Family friendly New Labour?

Submitted by Anon on 26 November, 2003 - 11:19

By Cathy Nugent

Government social policy has focussed heavily on issues to do with 'the family'. Some of this is warm and friendly - policy geared towards balancing work and family life, for instance. Some of it is more aggressive - measures to tackle problem, 'anti-social' families: parents who don't get their children to school or teenagers who roam the streets after 9pm.

The National Family and Parenting Institute has produced a report which gives a snapshot of life for parents and their children in 2003: the conditions of work, the quantity and quality of services available. They also surveyed parents to find out what they thought about work, home and public services.

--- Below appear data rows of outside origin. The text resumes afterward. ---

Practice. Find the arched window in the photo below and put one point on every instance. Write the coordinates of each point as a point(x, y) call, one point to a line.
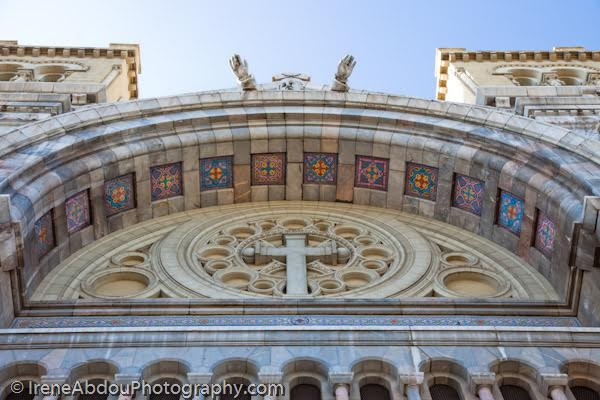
point(305, 392)
point(512, 392)
point(8, 71)
point(584, 393)
point(23, 396)
point(443, 392)
point(165, 383)
point(243, 393)
point(374, 391)
point(94, 396)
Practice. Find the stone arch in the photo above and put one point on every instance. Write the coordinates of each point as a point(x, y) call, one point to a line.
point(25, 371)
point(165, 369)
point(127, 138)
point(8, 70)
point(519, 373)
point(93, 369)
point(449, 372)
point(375, 371)
point(582, 373)
point(307, 371)
point(235, 368)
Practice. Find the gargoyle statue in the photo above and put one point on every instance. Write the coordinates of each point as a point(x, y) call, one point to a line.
point(345, 67)
point(240, 69)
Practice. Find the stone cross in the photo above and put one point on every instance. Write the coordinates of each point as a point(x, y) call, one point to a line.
point(295, 252)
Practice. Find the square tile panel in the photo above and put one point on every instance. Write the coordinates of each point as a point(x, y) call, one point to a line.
point(421, 181)
point(216, 173)
point(320, 168)
point(468, 194)
point(119, 195)
point(510, 212)
point(166, 181)
point(268, 169)
point(371, 173)
point(77, 211)
point(545, 234)
point(44, 234)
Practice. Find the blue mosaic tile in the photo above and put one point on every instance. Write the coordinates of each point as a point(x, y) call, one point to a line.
point(320, 168)
point(468, 194)
point(510, 212)
point(166, 181)
point(286, 320)
point(119, 195)
point(216, 173)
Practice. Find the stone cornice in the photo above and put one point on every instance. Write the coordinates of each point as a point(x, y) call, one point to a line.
point(445, 56)
point(364, 106)
point(13, 339)
point(128, 52)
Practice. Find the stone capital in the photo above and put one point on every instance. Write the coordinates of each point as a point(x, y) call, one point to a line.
point(54, 379)
point(552, 381)
point(125, 379)
point(270, 375)
point(479, 379)
point(415, 378)
point(199, 377)
point(340, 377)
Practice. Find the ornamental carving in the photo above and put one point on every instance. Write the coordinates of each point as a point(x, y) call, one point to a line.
point(293, 250)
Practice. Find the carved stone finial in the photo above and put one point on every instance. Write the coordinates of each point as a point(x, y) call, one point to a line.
point(345, 67)
point(239, 67)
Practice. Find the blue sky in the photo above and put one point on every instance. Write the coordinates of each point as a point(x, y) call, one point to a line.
point(186, 44)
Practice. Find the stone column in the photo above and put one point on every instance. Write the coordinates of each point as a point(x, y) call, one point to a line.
point(341, 381)
point(341, 391)
point(52, 380)
point(482, 384)
point(485, 392)
point(270, 376)
point(412, 385)
point(10, 242)
point(558, 393)
point(554, 385)
point(125, 382)
point(202, 377)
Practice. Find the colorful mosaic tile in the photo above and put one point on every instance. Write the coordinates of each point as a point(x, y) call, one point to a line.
point(119, 195)
point(421, 181)
point(468, 194)
point(371, 173)
point(320, 168)
point(510, 212)
point(216, 173)
point(545, 234)
point(166, 181)
point(44, 234)
point(77, 211)
point(268, 169)
point(287, 320)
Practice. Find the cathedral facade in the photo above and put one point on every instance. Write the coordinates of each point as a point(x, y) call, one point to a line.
point(342, 243)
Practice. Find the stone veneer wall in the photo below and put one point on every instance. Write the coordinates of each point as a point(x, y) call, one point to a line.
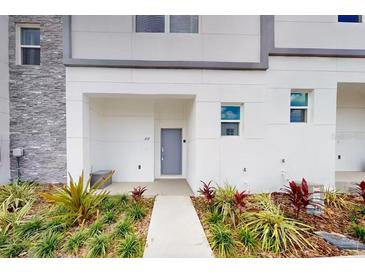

Tackling poverty - and child poverty in particular - has been for New Labour about getting more people into work and they've been helped in that by a buoyant economy. Nothing wrong with new jobs if the jobs are well-paid. But they aren't always. Wage incomes which have to be subsidised through the Tax Credits are not adequate even with the subsidy. Wage levels and government subsidy (a subsidy to the employer, let us not forget) are not in the scope of this report. But the report does tell us some interesting consequences of this 'drive to work':

  • 57% of lone mothers are economically active compared to 48% in 1992.
  • 54% of mothers with children under 5 work compared to 48% in 1992.

So has this increased level of parents in work decreased child poverty? Somewhat. According to the Government 3.8 million children are living in poverty (less than half average weekly earnings) and that is a reduction of 400,000.

The Government had pledged to reduce child poverty by 25% (around a million) by 2004.

A government which is actually increasing inequality between the worst off and best off will always find the figures for child poverty (measured relative to average earnings) difficult to shift. The low levels of national minimum wage also do not help. The UK still has the highest level of child poverty in Europe.

What of work-life balance? According to this report it is overall getting more complicated, more difficult to manage. The government and employers' idea about the 'flexible working' required to juggle with family responsibilities is not necessarily the same thing as parents' idea.

Britain has the highest level of part-time work in the EU. That may be good for parents in the abstract, but part-time work is often concentrated in the lowest paid sectors of employment. And it is women/mothers in particular who do it.

The picture that emerges is of shift parenting, with more people working unsociable hours and weekends - hardly conducive to 'family life'. Or one parent will be working fewer hours and the other, typically the father, very long hours.

Often parents end up working to pay for childcare. According to the TGWU, women have to work three hours (and 4.6 hours in London and the south-east) to pay for one day of nursery care. Many parents end up feeling "what is the point of working?" Which might account for why increased childcare is not very high on the list of parents' demands.

But stopping or reducing work is not an affordable option either as long as 'flexible' working in any job is not a right, and as long as, where it does exist, by 'flexible' working what employers mean is low pay, unsociable hours, and no union representation.